I am nostalgic for socialism. I've walked the streets of its northern redoubts, combed through the detritus scattered in the wake of its slow desiccation in the East. Believe me, in those distant, inclement zones where ideals persist, folks live better than us. (Maybe even in Cuba, despite crippling shortages of Chanel Précision Ultra Correction Serum.) They have less stuff, granted, and each citizen is taxed a kidney to fund the weaving of the social welfare web, but they enjoy bountiful arts budgets, longer vacations, better (though considerably less prolonged) sex, much nicer restaurant ambience, and the satisfaction derived from begrudgingly providing crucial services for the aimless, pitiful, downtrodden, and malcontent.

America could have become this sort of demi-paradise if everything hadn't gone to shit in 1969. Fucking Nixon. Fucking Reagan...

In remembrance of foiled futures, First Run Features have released The DEFA Sci-Fi Collection, a restored, unedited trio of East German outer-orbital melodramas that put the ZOOM back into Communism. (If retrospection foists a caul atop one's senses, then please, call me Sugar-Coated Comrade Josef Bonham. Limbless though I may be, my erection has yet to abate. I've been looking for these films for a long time.)

Kurt Maetzig's Der Schweigende Stern (The Silent Star), which for decades drifted through sub-portals of American pop consciousness as First Spaceship on Venus (in a mangled, expurgated version, bereft of context and nuance, though still oddly compelling), kicks as much ass as it did when I first watched it 2,000 years ago at the bottom of a crazed double bill at the Cook Theater in Adel, GA. (It was paired with The Brass Bottle, a wan Tony Randall vehicle which may have been the basis for NBC's I Dream of Jeanie. Ideological incompatibility was the least of BB's faults, and perhaps its sole virtue.)

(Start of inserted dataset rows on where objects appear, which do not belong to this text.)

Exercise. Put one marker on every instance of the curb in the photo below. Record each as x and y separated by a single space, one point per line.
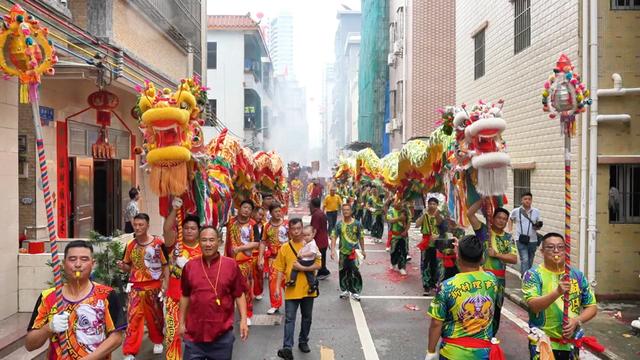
516 299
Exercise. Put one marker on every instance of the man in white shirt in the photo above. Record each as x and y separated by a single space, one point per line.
527 221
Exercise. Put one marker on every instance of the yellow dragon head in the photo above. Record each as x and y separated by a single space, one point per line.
166 118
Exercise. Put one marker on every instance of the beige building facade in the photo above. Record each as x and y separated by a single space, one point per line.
506 50
421 67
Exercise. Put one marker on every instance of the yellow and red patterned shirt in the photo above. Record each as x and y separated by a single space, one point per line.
146 263
91 319
239 234
179 260
274 237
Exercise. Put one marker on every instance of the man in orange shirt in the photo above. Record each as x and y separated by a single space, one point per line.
179 254
146 264
240 246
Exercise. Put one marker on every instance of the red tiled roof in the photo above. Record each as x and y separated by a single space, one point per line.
231 22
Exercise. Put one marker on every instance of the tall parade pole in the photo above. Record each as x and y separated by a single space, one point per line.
565 96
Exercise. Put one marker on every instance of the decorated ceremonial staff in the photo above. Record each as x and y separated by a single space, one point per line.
565 96
31 54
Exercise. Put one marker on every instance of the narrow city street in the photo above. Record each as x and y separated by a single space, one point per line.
390 322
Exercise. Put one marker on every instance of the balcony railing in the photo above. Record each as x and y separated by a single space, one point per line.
181 19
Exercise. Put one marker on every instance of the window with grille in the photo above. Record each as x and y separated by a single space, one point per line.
521 25
521 184
400 23
479 54
212 55
625 4
392 103
392 33
399 97
624 194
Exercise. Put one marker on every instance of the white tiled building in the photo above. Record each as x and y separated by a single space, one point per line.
506 50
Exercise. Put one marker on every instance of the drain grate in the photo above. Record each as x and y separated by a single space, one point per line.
266 320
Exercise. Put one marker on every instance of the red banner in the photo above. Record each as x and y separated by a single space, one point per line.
62 174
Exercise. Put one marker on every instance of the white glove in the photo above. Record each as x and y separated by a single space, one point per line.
60 322
431 356
176 203
181 261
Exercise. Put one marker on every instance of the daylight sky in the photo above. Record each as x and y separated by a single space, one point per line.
314 31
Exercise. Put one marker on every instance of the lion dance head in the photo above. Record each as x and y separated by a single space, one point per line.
169 120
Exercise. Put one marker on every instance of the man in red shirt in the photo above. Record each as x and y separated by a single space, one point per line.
211 285
316 193
319 223
179 254
274 235
147 265
258 270
241 246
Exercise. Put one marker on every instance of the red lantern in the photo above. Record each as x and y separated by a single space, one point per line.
104 103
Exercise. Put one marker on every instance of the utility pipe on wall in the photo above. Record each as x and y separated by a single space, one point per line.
593 141
405 64
583 145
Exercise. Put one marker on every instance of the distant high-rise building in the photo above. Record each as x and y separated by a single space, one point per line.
281 45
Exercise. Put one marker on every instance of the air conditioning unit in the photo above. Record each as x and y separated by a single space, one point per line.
387 128
391 60
397 47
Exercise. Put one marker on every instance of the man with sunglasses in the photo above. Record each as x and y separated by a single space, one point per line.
543 288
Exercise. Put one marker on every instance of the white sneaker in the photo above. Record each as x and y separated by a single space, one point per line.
272 311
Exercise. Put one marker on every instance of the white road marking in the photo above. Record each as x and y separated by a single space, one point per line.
514 271
396 297
584 354
368 347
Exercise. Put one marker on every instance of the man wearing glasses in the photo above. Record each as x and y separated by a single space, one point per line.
543 288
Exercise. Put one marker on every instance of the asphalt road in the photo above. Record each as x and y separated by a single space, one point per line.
381 326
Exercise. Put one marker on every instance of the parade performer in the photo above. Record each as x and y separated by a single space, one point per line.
429 223
146 264
375 207
258 271
446 254
240 246
543 288
91 316
367 217
296 188
499 249
386 207
351 235
399 218
461 314
275 234
211 285
301 294
179 254
331 205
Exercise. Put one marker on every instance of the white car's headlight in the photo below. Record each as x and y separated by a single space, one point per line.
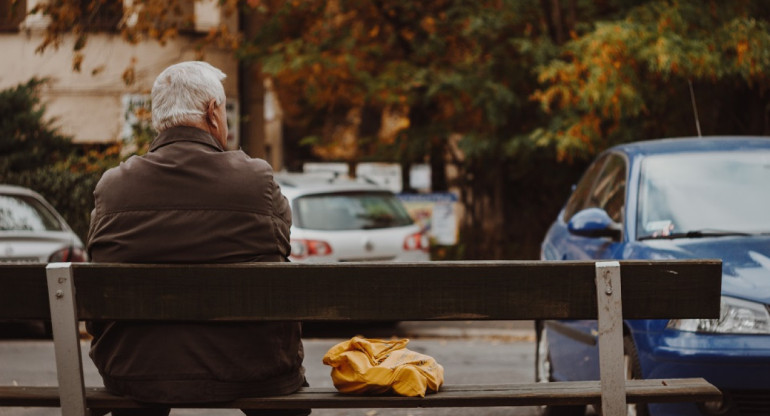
735 317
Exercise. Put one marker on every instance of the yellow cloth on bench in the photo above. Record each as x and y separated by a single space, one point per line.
362 365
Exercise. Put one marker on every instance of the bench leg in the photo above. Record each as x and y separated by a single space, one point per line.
610 314
66 338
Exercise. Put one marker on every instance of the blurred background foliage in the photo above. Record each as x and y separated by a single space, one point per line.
515 95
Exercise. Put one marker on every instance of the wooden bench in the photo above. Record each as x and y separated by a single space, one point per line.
495 290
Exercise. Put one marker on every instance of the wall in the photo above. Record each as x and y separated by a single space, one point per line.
87 104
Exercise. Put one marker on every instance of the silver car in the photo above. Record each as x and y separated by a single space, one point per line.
31 231
337 219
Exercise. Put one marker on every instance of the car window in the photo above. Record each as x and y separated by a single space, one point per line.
717 192
609 190
350 211
25 213
579 198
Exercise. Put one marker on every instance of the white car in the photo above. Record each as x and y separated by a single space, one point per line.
31 231
337 219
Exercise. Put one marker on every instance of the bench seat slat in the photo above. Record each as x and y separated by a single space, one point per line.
526 394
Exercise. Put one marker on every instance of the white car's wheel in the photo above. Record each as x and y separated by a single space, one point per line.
543 373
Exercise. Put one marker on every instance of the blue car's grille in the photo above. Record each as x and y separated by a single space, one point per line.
749 402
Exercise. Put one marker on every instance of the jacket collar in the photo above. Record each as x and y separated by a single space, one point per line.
185 134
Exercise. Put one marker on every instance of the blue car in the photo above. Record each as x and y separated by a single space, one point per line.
674 199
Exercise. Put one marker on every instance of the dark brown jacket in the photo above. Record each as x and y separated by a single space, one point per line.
188 201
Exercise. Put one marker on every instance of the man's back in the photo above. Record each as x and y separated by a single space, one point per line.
188 201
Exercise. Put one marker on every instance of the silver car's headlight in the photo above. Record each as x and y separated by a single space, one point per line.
736 316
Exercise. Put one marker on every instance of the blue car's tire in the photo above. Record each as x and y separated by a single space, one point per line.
633 372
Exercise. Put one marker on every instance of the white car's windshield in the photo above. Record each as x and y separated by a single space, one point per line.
704 194
23 213
349 211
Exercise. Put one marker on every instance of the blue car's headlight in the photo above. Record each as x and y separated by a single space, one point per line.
737 316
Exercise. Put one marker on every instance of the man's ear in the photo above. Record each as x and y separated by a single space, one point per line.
211 113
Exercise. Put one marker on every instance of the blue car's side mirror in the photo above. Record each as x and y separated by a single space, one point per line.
594 222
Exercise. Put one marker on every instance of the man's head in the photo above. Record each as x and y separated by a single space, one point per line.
190 94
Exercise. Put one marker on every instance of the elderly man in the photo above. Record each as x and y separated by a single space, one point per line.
190 201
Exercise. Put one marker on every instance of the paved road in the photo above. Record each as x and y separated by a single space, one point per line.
495 352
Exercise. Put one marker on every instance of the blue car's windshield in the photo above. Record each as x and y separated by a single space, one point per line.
704 194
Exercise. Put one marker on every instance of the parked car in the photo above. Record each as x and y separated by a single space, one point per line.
31 231
674 199
336 219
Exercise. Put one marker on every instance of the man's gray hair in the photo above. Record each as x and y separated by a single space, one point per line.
182 92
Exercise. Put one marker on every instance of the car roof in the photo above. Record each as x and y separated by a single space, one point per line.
17 190
693 144
295 184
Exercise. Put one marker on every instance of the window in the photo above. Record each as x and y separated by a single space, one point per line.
24 213
609 191
12 13
350 211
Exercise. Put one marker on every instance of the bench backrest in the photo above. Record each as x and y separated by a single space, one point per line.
493 290
488 290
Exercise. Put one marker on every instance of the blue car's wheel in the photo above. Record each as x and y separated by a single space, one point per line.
543 373
633 371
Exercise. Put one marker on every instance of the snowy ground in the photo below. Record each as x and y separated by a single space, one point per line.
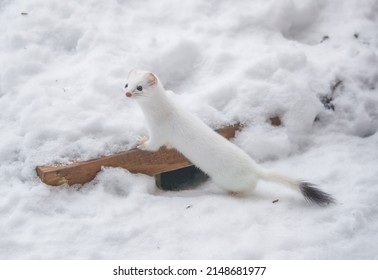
63 68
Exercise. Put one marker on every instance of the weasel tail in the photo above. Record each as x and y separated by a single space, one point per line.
172 125
308 190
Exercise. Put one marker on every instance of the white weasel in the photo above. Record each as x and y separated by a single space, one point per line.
227 165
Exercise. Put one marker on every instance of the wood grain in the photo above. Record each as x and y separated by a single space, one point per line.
134 160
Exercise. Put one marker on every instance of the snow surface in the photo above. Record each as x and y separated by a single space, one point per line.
63 68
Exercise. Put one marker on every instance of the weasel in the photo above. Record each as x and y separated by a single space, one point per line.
227 165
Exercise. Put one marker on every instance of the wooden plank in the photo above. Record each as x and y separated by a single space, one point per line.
134 160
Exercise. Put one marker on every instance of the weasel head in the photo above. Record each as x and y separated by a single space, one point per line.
142 85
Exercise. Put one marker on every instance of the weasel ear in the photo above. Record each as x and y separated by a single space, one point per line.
151 79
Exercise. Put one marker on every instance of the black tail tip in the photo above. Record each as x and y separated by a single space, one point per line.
315 195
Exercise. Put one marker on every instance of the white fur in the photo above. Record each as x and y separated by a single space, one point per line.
170 124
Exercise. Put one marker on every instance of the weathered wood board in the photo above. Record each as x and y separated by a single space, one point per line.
134 160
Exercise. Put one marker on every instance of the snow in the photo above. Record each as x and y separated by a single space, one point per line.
63 68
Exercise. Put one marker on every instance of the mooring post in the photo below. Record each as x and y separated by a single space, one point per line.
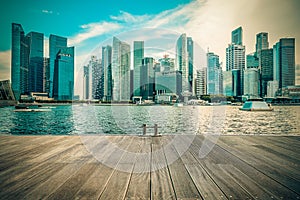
155 130
144 129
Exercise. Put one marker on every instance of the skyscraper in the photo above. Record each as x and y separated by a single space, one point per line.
284 62
55 44
201 82
147 74
237 36
86 82
121 70
184 61
261 41
106 65
97 78
46 75
35 43
213 74
190 51
266 66
63 80
138 55
235 60
19 63
251 82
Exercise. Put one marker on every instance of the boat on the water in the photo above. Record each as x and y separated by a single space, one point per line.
256 105
31 108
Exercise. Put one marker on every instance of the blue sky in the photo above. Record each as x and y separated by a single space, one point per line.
91 24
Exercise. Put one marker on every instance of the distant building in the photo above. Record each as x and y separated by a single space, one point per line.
106 66
272 88
19 61
184 61
138 55
35 43
147 80
166 63
56 43
121 70
63 81
201 82
46 85
86 82
251 82
266 66
252 61
235 60
236 85
227 83
284 62
237 36
6 92
261 42
214 74
168 82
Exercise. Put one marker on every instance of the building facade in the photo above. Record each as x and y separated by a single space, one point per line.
35 42
251 82
284 62
106 65
63 80
214 74
184 61
237 36
19 63
200 87
56 43
121 70
138 55
147 79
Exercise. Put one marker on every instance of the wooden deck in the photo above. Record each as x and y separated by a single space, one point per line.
237 167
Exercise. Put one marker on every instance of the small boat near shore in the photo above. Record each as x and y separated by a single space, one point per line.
256 105
31 108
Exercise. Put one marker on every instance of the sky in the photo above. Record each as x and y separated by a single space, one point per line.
92 24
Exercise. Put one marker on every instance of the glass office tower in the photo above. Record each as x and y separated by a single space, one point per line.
56 43
63 80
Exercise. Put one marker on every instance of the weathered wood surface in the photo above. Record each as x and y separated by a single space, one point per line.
63 167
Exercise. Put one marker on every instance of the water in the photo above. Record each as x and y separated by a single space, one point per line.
68 120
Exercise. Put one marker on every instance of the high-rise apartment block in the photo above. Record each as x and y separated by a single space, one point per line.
138 55
63 79
121 70
107 72
184 61
56 43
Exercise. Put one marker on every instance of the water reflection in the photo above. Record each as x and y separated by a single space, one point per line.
129 119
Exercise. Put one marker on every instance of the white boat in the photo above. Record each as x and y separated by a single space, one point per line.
32 110
256 105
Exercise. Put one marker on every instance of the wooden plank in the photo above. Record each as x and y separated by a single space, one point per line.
266 164
161 183
183 184
117 185
139 185
225 154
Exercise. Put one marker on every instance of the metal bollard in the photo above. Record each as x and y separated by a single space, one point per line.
144 129
155 130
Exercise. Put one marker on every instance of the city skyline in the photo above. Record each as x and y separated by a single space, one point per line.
202 20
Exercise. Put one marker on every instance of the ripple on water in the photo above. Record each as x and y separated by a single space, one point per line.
129 120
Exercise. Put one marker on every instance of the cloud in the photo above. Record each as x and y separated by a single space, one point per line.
126 17
5 60
47 11
92 30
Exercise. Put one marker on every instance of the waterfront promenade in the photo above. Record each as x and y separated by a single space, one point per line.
237 167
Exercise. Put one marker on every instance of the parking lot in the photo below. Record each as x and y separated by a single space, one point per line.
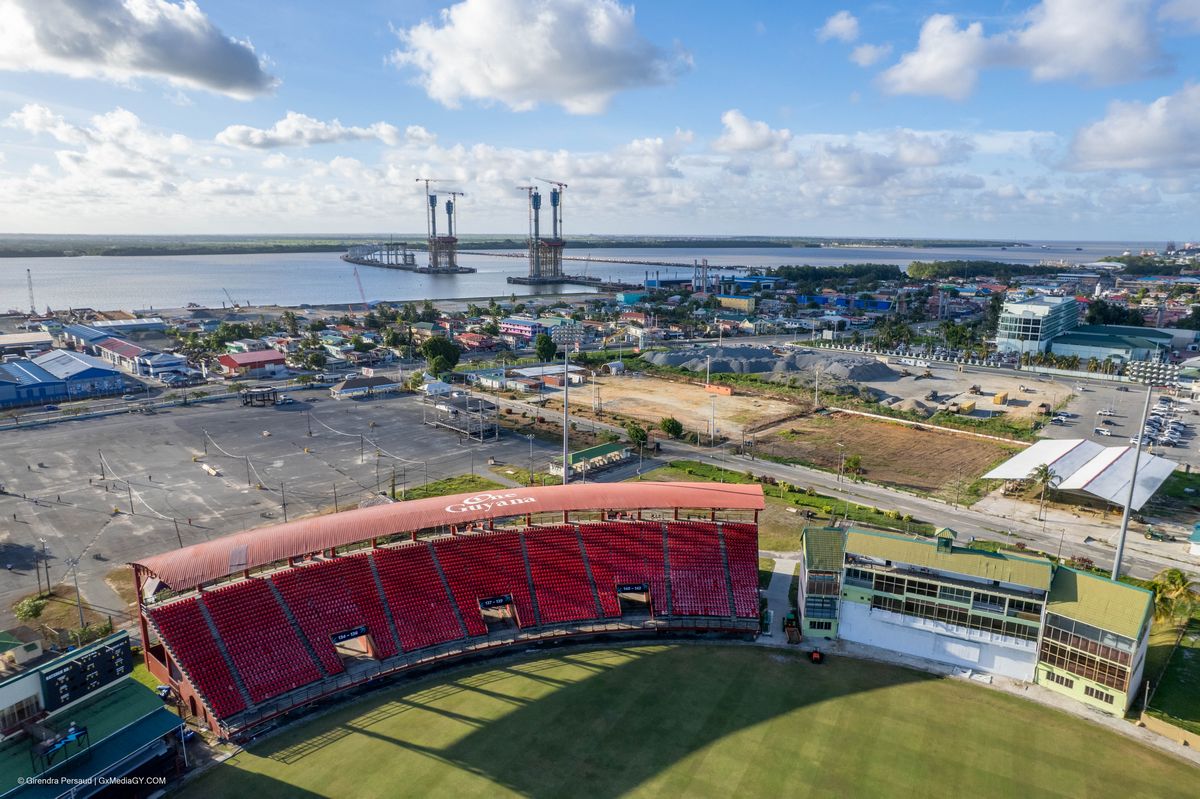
75 484
1098 396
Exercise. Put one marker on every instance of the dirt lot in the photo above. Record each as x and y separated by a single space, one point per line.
891 454
952 385
652 398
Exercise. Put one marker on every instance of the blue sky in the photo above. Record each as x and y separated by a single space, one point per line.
1045 119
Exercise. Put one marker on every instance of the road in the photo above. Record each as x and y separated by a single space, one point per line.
1143 558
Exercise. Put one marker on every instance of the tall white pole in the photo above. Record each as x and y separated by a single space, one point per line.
1133 484
567 413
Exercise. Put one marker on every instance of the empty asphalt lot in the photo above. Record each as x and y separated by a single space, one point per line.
64 481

Why was DEFA so awesome? State-run. Massive budgets for films that would have been relegated to exploitation status in the West. Sick sets and special effects. Hot blonde scientists, not just hot blonde moon maidens. (Or, in the case of Der Schweigende Stern, a ball-twisting, no-nonsense researcher portrayed by Nippon hottie Yoko Tani.) And, most importantly, coolness in infinite supply.



The other films in the set, Hermann Zschoche's taut 1972 cosmo-realist procedural Eolomea and Gottfried Kolditz's 1976 sehr fremd huh?-fest Im Staub der Sterne (In the Dust of the Stars) also merit your attention, and make increasingly insistent demands on mine.

Would that any of this could have been... Finland is colder than Jack Abramoff's inert, faux-obsidian soul, but it (or its neighbors) remains a likely destination for yours truly. As for the remainder of the day, I'm glued.